Danny Rivera / Alborada is an album by Danny Rivera and the group Alborada (from Puerto Rico) which has been categorized by critics as one of the best albums by Danny Rivera. This album was dedicated to Puerto Rican composer Manuel Jiménez "El Canario" who died in 1975.

Album name
At first it seems like Alborada is the name of an album by Danny Rivera, but in reality it is a self-titled album.
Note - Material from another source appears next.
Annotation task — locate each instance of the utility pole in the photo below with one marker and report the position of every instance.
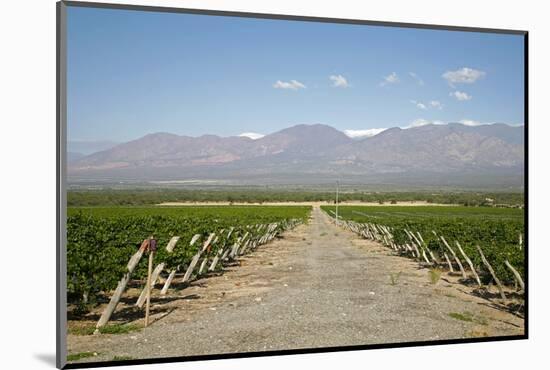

The original agreement between Danny and Alborada was to have the album titled Danny Rivera y Alborada (Danny Rivera and Alborada) but at the last minute the record company decided to get rid of the "y" ("and"). The CD version has the name "Alborada" in a smaller font than "Danny Rivera" contributing even more to this misconception.

Track listing

Musicians

Danny Rivera - lead vocals
 Eladio Torres - guitar and lead vocals on "Huracán" 
 Carlos Bedoya - cuatro
 Heriberto González Sánchez - guitar and lead vocals on "Huracán"
 Minerva Aponte - lead vocals
 Roberto Figueroa - guitar and lead vocals on "Huracán"
 Frank Lovato - guitar (uncredited on album)
 Tony Fornaris - congas, bongó and percussion
 Wiso Velez - bass
 Deano Navarro - drums
 Pablo Nieves - percussion

Production details

Album art

The album art was created by guitarist, singer and composer of Alborada, Heriberto González.

Error

In Huracán (at 1:24), Danny gets confused when introducing the next singer Heriberto González saying "Rob... Heriberto digo..." ("Rob... I mean, Heriberto"). For some reason this was not corrected.